L’autre point fort du titre, qui se voit tout de suite, c’est sa direction artistique. Si les modèles des personnages réalistes sont plutôt ratés (à la limite de l’uncanney valley pour la petite fille), le reste est épatant. Il y a tout d’abord cette idée de poupées de chiffons pour les rôles principaux, mais les décors sont tout autant réussis. L’aventure (taille Playmobil) que vit ce duo va leur permettre de redécouvrir leur foyer comme ils ne l’avaient jamais vu. Il y a évidemment une dimension symboliste et psychologiste du couple qui doit reconquérir ce qu’ils sont, ce qu’ils ont façonné ensemble (la maison donc) avant de pouvoir véritablement recoller les morceaux.
Fourmille de détails à taille de fourmis
Cette maison aux diverses facettes, c’est également l’occasion pour les développeurs de multiplier les décors, et donc les niveaux. Le jardin, la cave, l’atelier, la chambre d’enfant. Parfois même, c’est un objet qui fait office de chapitre entier ! Ces derniers sont extrêmement longs et sont bourrés de subtilités, d’animations et de coins à découvrir. Il n’est pas rare de rentrer dans des sortes de zone ouverte, où un bon nombre d’interactions sont possibles. On trouve alors le temps de faire une petite pause en prenant un train, en faisant de la peinture ou de la luge. Mieux encore, It Takes Two propose une vingtaine de mini-jeux cachés. Une très idée bonne qui permet dans un premier temps de décupler la durée de vie, mais aussi pourquoi pas de lancer le titre uniquement pour se faire ces petits bonus. Les développeurs ont en effet eu le nez creux en les implantant directement dans le menu des chapitres.

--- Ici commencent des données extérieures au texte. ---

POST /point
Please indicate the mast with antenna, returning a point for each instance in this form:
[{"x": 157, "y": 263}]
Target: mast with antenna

It Takes Two est donc loin d’être un simple jeu de plate-forme coopératif. Il enchaine les décors, et là sa grande force, sans que l’un soit moins bon que les autres. Tous sont de véritables trouvailles qui revisitent une maison familiale.
Deux pour le prix de deux
Y’a-t-il meilleur titre qu’It Takes Two pour cette œuvre ? La création d’Hazelight est en effet uniquement parcourable à deux. Pas d’intelligence artificielle, pas de matchmaking, il vous faudra forcément un ami (et plus si affinité). On remercie d’ailleurs le système de pass, qui permet de jouer même si un des deux utilisateurs n’a pas acheté le jeu. Un gros point fort, qu’il faut souligner dans cette industrie parfois trop mercantile.

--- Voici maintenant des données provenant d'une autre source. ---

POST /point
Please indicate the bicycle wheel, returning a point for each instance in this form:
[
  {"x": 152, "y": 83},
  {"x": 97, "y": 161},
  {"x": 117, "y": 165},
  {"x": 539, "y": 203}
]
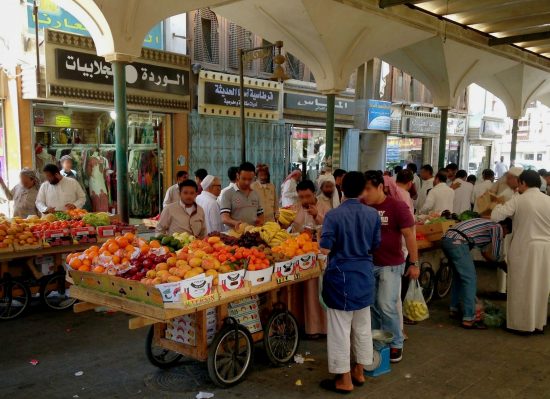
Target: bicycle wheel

Impulsé par les pouvoirs fous donnés par Hakim, tout est bon à la collaboration dans It Takes Two. Si May a un marteau, Cody aura les clous. Si Cody a les allumettes, May aura le feu. Autant qu’ils enchainent les décors variés et détaillés, les développeurs multiplient également les trouvailles de gameplay qui nécessitent une véritable complicité, avec un sens parfait du timing. Si parfois les pouvoirs peuvent déjà être vus (le magnétisme et le temps notamment), ils sont ici renouvelés. De même, chaque concept n’est jamais utilisé ni trop longtemps ni trop peu. Tout juste le temps de faire le tour de ce que peuvent proposer les différents pouvoirs en termes de coopération.
À dans dix ans pour aussi bon
On ne l’avait pas forcément vu venir, mais It Takes Two est un véritable bonheur sur tous les points. Une direction artistique au top, un gameplay et des décors qui se renouvellent sans cesse, une réelle inventivité dans la coopération et un humour décapant. Notons d’ailleurs que sous son aspect cartoon, le jeu d’Hazelight cible bien plus les adultes, avec des dialogues souvent cyniques, et une scène particulière horrible (mais drôle).
Le seul véritable point faible du jeu de Josef Fares, hormis ses graphismes « réalistes »… c’est que l’on en redemande ! Il faudra être patient pour retrouver un titre de plate-forme coopérative aussi bon… sans qui ne soit nommé Mario.